If Mazda could engineer a tight, compact, great-handling roadster that didn't dump all its fluids every other Wednesday, they'd surely have a hit. Back at the 1989 Chicago Auto Show, the world met the MX-5, much, much better known as the Miata. Since then, nearly 1,000,000 Miatas have been built, with just under 400,000 of them getting snatched up by American consumers. In other words, the Miata gambit worked.
To commemorate twenty years of building such great sports cars, Mazda will be introducing a 20th Anniversary Limited Edition MX-5 Miata at next month's Geneva Motor Show. Pay special attention to the "Limited" part of the name, as only 2,000 anniversary cars will be built, and they'll only be available in Europe. One reason for the latter might be that the 20th Anniversary cars are based on the smaller displacement 1.8-liter car, a version of the Miata not sold in the States, or it could be that we may get our own commemorative edition to be announced at a later date.
Like most anniversary packages (see the big four-oh Nissan Z), nothing too exciting is happening to this Miata.
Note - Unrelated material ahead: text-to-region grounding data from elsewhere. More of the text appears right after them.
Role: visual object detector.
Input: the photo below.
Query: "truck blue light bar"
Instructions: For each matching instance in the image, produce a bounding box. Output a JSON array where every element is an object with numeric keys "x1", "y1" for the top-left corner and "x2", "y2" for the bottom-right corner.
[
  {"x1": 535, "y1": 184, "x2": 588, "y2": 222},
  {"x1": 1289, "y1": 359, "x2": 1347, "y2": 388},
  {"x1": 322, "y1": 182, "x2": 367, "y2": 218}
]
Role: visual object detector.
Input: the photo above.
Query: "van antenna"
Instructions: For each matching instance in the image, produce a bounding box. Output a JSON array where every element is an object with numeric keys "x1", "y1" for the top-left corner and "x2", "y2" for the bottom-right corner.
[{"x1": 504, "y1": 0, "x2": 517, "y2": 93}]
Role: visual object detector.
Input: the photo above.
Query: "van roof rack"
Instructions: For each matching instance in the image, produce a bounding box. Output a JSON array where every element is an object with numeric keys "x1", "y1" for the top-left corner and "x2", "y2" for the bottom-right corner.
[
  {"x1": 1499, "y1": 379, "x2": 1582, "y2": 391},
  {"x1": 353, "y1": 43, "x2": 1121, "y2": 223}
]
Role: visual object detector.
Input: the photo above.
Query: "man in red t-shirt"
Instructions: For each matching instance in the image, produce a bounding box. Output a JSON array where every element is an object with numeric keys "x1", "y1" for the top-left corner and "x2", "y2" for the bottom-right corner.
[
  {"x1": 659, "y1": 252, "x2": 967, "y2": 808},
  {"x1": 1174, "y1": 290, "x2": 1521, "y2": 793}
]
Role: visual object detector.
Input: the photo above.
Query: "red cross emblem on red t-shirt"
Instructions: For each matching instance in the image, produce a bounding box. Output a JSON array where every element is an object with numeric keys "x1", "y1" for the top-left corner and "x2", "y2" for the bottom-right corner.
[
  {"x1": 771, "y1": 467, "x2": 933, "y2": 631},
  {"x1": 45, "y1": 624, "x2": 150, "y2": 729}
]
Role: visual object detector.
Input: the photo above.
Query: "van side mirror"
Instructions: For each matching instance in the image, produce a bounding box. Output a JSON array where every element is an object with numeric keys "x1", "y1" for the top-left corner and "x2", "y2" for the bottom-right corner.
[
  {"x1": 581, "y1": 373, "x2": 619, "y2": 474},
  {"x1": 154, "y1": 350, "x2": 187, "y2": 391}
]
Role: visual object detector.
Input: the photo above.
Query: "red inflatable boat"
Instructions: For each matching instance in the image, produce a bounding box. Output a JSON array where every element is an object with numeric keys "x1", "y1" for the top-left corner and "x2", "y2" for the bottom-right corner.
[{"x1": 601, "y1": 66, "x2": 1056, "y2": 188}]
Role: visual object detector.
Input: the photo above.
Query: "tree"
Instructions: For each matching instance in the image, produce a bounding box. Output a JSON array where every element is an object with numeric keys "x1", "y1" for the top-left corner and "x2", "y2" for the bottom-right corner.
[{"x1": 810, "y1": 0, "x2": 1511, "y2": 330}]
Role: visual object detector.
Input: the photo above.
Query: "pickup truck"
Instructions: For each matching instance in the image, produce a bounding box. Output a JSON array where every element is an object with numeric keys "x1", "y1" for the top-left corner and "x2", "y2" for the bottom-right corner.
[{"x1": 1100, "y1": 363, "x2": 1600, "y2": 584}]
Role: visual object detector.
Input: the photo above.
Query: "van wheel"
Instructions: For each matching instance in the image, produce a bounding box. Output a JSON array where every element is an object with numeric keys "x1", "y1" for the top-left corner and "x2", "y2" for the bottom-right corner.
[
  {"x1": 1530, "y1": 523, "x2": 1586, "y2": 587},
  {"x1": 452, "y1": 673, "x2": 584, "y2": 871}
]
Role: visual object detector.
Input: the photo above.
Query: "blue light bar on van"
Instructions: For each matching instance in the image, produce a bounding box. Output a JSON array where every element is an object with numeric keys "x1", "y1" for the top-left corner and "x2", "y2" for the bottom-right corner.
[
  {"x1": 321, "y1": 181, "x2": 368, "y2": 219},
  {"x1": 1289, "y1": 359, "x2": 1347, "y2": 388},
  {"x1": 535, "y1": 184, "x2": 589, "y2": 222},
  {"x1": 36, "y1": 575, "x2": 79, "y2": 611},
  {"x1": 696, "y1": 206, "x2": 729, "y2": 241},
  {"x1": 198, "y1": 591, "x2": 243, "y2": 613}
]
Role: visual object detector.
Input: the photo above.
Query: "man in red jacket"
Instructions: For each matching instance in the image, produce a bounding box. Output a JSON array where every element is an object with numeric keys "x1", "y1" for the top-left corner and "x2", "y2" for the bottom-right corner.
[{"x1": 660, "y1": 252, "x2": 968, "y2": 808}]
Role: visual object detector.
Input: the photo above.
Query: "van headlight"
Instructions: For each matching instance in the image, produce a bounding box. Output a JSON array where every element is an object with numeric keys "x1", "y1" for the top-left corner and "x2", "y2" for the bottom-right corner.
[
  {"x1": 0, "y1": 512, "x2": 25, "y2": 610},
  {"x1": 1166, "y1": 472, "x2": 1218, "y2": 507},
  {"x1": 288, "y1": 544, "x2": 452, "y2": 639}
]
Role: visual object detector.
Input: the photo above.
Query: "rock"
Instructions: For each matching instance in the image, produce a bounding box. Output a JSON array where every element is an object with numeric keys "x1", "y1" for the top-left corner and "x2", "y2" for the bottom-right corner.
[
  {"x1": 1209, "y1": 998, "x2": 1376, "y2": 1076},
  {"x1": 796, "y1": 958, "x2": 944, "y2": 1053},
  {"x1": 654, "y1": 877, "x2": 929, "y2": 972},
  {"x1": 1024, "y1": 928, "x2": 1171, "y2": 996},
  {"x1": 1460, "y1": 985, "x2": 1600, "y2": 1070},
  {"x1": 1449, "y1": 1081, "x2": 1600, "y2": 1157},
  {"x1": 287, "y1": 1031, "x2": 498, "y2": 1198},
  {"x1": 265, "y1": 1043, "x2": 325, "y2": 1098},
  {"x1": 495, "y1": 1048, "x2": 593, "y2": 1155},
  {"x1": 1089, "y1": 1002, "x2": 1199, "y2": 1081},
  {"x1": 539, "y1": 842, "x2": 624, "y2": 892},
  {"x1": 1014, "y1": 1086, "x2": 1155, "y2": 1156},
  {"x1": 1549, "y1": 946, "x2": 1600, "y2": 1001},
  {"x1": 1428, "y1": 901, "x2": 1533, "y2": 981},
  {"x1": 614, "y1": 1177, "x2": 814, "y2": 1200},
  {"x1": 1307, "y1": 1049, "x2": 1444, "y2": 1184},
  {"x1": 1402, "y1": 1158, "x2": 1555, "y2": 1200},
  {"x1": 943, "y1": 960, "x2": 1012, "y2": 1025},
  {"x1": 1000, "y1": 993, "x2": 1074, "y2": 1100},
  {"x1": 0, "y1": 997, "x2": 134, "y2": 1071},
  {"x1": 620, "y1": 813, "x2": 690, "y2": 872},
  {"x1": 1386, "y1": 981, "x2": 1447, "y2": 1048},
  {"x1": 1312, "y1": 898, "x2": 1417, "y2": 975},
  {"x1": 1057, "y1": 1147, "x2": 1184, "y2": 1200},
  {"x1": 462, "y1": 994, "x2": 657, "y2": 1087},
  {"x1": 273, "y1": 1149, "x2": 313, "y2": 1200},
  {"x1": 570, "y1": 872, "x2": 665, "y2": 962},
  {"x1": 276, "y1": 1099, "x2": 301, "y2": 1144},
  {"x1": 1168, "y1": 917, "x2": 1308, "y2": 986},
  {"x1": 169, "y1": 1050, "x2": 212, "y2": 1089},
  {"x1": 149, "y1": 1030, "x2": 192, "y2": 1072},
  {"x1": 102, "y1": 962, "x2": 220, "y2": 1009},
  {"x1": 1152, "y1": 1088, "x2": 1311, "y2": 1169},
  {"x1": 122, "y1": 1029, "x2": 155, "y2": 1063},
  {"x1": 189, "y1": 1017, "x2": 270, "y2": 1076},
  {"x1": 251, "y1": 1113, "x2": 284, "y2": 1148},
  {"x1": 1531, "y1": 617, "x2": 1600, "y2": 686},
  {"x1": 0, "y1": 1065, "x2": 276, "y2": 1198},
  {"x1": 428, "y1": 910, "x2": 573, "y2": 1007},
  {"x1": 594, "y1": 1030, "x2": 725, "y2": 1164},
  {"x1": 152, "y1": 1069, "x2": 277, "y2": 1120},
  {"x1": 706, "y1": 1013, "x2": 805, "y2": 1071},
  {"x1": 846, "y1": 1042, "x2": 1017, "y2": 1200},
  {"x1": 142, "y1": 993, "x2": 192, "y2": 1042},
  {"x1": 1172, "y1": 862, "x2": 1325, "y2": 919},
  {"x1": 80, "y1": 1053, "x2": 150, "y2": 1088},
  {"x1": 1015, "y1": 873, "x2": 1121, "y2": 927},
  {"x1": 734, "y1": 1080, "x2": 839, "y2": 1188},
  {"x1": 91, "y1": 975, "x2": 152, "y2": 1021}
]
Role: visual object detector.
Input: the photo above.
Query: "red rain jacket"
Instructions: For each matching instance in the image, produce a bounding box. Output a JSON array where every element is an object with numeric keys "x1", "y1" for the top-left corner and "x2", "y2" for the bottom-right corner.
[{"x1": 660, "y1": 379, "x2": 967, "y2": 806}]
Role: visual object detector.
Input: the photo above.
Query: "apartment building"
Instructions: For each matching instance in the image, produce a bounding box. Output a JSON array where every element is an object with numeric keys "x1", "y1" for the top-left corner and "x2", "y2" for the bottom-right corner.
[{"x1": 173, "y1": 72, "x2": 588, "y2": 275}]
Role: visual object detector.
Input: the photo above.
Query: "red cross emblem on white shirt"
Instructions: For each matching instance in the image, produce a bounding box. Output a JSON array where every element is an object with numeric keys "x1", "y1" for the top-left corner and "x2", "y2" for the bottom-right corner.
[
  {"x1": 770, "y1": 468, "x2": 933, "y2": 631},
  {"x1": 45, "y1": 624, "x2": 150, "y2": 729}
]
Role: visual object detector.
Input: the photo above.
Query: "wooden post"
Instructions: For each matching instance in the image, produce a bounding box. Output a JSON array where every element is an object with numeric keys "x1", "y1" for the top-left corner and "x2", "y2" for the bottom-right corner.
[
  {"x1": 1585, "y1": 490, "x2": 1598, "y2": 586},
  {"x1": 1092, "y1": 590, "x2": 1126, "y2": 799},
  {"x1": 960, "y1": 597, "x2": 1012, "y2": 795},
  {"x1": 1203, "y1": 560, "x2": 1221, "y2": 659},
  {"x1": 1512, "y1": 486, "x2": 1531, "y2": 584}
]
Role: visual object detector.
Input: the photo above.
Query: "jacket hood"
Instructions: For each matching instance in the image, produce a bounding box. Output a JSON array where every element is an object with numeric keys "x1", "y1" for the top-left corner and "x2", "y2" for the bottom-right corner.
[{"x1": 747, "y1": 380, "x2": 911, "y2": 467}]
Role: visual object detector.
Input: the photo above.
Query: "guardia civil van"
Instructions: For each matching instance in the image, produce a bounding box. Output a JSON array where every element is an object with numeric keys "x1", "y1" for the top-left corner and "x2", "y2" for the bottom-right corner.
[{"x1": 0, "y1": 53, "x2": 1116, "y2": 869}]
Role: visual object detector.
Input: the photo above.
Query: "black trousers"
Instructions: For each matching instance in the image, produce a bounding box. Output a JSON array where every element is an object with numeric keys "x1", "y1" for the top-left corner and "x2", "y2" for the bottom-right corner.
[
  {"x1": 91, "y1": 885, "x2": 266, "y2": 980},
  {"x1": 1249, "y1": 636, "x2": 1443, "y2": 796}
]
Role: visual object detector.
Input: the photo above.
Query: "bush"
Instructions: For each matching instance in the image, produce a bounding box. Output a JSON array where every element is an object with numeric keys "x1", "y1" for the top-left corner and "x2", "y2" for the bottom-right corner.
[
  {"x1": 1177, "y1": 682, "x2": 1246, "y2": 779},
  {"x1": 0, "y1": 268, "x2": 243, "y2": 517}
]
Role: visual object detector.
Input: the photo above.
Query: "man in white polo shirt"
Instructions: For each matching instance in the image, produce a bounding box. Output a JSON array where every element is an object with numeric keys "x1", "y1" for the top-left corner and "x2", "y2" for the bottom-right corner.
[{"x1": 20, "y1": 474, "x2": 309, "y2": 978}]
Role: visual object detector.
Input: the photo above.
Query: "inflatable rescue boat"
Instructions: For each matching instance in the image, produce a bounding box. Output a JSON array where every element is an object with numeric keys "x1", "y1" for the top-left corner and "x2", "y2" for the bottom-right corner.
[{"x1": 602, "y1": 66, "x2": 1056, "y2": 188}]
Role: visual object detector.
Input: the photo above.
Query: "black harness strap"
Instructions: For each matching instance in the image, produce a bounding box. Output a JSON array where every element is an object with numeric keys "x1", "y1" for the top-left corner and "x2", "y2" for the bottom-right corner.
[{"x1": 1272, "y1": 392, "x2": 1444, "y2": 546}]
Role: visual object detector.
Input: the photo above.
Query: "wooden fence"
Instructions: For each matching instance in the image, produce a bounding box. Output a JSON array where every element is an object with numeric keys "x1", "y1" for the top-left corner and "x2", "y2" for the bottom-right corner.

There is, of course, the requisite numbered plaque. There's a chrome grille surround, chrome door-handles and chrome headlight surrounds. You also get "silver-look" fog light surrounds, plus special 17-inch wheels with "20th Anniversary" logos. The 20th Anniversary cars are available only in red, white or a new Aurora Blue, which we find rather sharp looking. And lest you think Mazda's not tossing a bone to performance enthusiasts, the car comes with a strut-tower brace.